NCE's Historic Disasters Challenge, the deadline for which has been extended to Monday 19 November (www.nce.co.uk/competitions), is a timely reminder that we live on our past and learn from our mistakes.

Unfortunately, the understanding of the underlying causes of many disasters is frustrated by the legal process, which can mean that the evidence is buried for years.

But there have been some refreshing insights given recently. Good examples are the US reports on the Columbia Shuttle disaster and Hurricane Katrina.

These reports, while looking at the physical causes of the disasters, also focus on the systemic management culture.

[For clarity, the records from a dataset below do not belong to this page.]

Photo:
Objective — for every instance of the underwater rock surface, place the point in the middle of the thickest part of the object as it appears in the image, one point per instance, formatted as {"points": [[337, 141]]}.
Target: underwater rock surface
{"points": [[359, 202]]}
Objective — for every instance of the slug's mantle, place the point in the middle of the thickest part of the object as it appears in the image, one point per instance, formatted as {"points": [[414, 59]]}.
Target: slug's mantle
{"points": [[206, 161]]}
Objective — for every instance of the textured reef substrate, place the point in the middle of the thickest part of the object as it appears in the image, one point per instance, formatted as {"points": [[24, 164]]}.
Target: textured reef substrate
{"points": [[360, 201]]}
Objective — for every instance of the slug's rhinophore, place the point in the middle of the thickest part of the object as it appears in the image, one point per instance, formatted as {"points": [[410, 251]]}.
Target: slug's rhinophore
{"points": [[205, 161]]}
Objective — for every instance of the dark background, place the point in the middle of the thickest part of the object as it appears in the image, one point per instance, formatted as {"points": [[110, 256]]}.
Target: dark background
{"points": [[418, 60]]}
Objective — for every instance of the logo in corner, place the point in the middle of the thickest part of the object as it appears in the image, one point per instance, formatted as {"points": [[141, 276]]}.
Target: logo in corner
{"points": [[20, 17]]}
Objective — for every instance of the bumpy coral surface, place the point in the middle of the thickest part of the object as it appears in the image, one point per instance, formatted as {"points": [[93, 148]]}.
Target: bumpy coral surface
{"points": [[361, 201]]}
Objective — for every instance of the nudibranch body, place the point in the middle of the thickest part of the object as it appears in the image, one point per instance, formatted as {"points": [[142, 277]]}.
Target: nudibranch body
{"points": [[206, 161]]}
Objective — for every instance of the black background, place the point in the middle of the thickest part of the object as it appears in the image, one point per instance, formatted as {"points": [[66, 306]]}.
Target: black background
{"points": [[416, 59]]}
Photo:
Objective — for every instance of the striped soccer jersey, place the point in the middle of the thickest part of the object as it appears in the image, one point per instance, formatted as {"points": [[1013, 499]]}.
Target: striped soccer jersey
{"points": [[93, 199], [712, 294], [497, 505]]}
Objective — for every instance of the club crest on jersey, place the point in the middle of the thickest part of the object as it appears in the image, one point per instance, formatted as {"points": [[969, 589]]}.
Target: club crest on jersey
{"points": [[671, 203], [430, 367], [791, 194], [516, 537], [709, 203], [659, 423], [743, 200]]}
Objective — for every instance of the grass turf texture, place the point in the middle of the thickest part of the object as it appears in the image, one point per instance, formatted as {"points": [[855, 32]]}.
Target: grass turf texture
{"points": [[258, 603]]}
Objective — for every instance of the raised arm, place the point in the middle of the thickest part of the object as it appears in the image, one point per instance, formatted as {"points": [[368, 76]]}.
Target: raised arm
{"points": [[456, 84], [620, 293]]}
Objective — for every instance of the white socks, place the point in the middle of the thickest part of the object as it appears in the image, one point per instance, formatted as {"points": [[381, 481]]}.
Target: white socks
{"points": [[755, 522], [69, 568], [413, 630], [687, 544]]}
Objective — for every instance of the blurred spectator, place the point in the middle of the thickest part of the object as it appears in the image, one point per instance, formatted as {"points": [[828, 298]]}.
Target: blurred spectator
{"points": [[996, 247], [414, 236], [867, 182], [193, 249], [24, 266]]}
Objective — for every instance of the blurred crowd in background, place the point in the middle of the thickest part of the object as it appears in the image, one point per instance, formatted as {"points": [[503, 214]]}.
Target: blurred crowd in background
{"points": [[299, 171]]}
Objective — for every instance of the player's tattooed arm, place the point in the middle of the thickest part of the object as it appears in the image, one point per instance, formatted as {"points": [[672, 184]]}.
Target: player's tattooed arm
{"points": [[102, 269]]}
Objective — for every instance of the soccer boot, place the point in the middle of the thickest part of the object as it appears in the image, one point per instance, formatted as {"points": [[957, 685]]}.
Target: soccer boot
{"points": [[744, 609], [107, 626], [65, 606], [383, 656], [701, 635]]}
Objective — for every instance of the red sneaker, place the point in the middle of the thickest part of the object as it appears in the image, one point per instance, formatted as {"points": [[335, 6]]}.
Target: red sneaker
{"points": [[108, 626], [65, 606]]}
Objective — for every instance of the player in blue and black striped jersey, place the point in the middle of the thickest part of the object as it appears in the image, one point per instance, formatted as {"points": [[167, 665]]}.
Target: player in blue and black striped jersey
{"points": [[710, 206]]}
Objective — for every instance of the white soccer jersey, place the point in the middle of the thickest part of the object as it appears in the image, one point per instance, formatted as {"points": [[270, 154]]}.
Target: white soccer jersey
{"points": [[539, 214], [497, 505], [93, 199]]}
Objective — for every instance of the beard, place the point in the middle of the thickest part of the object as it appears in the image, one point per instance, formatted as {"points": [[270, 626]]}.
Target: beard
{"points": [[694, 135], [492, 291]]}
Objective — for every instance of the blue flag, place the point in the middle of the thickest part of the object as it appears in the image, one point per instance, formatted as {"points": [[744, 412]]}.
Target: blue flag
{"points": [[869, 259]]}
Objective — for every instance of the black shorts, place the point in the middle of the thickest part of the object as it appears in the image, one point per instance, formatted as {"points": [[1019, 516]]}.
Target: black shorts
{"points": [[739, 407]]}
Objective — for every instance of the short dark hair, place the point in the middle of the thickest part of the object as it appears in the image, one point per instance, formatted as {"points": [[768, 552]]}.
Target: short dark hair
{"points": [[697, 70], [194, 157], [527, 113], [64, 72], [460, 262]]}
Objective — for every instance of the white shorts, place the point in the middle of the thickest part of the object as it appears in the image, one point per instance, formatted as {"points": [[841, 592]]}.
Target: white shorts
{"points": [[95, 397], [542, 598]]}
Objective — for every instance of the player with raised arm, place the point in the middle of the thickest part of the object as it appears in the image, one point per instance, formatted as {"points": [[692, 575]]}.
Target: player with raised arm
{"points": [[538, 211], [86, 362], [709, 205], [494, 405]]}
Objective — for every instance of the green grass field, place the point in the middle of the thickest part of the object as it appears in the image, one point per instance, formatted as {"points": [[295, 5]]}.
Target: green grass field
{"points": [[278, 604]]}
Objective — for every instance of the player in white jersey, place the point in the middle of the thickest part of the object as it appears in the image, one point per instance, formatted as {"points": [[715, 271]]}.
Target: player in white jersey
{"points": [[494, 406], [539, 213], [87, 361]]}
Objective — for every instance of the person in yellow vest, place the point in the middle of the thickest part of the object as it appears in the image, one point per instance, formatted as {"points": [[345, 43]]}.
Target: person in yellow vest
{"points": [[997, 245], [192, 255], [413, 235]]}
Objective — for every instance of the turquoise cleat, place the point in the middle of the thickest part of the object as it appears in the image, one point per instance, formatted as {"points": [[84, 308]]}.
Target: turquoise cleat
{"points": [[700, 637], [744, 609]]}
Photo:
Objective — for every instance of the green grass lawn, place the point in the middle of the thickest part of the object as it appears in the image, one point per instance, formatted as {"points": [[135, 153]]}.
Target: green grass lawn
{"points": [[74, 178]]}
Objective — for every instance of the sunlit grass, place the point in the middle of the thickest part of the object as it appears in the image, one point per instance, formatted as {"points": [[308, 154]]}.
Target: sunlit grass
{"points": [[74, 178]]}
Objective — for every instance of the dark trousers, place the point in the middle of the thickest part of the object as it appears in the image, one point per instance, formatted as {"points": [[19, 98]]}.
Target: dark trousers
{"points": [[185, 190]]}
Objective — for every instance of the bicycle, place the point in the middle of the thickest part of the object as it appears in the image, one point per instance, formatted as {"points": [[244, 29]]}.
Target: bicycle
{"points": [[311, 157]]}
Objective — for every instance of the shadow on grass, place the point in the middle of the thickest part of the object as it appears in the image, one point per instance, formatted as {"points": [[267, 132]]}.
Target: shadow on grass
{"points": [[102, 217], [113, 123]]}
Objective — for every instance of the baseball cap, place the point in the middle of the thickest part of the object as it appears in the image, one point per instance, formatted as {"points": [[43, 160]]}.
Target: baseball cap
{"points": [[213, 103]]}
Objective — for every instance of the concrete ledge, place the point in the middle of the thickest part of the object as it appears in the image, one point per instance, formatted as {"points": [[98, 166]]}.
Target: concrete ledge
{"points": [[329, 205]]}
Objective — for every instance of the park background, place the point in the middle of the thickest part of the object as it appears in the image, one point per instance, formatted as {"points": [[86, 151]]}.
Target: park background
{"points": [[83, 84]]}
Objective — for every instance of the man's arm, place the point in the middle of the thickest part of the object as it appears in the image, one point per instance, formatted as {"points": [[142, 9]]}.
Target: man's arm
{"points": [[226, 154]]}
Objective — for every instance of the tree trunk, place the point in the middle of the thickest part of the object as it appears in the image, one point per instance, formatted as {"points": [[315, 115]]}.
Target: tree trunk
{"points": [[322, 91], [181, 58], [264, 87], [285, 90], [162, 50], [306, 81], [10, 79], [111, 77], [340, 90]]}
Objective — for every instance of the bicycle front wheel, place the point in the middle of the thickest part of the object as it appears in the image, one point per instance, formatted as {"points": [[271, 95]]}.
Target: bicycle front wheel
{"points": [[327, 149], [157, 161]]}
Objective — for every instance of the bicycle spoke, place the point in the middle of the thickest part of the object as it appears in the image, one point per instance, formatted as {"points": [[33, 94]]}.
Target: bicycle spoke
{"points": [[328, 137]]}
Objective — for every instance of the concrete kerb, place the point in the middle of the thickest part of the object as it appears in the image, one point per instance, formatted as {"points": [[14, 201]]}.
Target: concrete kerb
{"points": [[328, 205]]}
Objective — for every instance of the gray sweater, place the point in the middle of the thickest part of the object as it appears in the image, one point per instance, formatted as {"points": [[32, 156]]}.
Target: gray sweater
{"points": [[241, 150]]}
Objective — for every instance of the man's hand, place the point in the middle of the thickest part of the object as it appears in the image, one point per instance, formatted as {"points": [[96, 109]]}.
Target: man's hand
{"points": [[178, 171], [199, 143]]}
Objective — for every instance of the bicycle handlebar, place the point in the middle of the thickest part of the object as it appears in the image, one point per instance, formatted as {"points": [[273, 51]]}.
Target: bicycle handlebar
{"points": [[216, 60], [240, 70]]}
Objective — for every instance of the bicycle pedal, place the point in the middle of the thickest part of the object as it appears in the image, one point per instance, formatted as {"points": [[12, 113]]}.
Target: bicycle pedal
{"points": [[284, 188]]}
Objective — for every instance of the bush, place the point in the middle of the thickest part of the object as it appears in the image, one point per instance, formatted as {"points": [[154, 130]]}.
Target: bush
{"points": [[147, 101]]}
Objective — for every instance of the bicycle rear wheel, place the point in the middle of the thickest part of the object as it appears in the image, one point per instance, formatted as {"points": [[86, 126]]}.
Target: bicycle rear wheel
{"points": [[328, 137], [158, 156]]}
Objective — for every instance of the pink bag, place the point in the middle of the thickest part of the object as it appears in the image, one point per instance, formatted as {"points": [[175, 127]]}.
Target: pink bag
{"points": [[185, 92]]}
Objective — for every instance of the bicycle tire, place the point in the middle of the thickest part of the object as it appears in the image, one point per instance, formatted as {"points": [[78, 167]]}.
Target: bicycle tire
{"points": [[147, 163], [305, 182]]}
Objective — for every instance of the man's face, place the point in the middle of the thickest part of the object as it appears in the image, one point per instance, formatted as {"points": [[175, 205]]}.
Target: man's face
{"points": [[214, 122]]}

Closer to home, the Cullen Report on the Paddington Train Crash, which took a number of years to come out after the event, is equally interesting, particularly when one discovers that the Transport Police failed to secure vital black-box evidence in the Slough signal box. In particular, it highlighted the need for scenario training that could, have prevented the disaster.

The train travelled for approximately 500m, having missed the signal, before the signalmen allegedly alerted the driver to the potential disaster. They also had the option of switching the points. One wonders what the conversation was they were having at the time.

What each of the reports demonstrates is that there is seldom a single cause leading to an accident, and that often there is, behind the scenes, a systemic weakness in the chain of command. Two recent legal cases have interesting repercussions.

First, the case against Scotland Yard for the shooting of Jean Charles de Menezes at Stockwell Tube Station, which was brought by the Health and Safety Executive (HSE). This prosecution is highly relevant and suggests that, while individual officers were not responsible, the corporate body failed in its duty of care.

The other case is closer to home, as far as engineers are concerned, and involves the current inquest into the death of Iveta Iravanian, who was crossing four lanes of one-way traffic in Victoria when, apparently, the green man switched to red, leaving her only four seconds before the traffic lights themselves went green. She was struck by a National Express Coach in the last lane and died shortly afterwards. That the pedestrian lights only had four seconds before the traffic lights turned green is contrary to the 14-second recommendation but is not against any law. However, it is possible evidence of a lack of care awarded to pedestrians by the traffic engineers concerned. The time interval has subsequently been extended.

I would argue that there is a case to be brought by the HSE against Transport for London (TfL). No individual engineer wittingly made the situation unsafe, but it would appear that TfL failed to maintain a holistic view of the overall safety.

We might wonder what purpose such prosecutions may have.

In the case of Scotland Yard's conviction there is much for all the police to learn from. The prosecution of TfL would reveal similar lessons for all engineers. But, while I suspect that in the case of the police one or two lives might be saved in a year, lessons learned for engineers could save 20.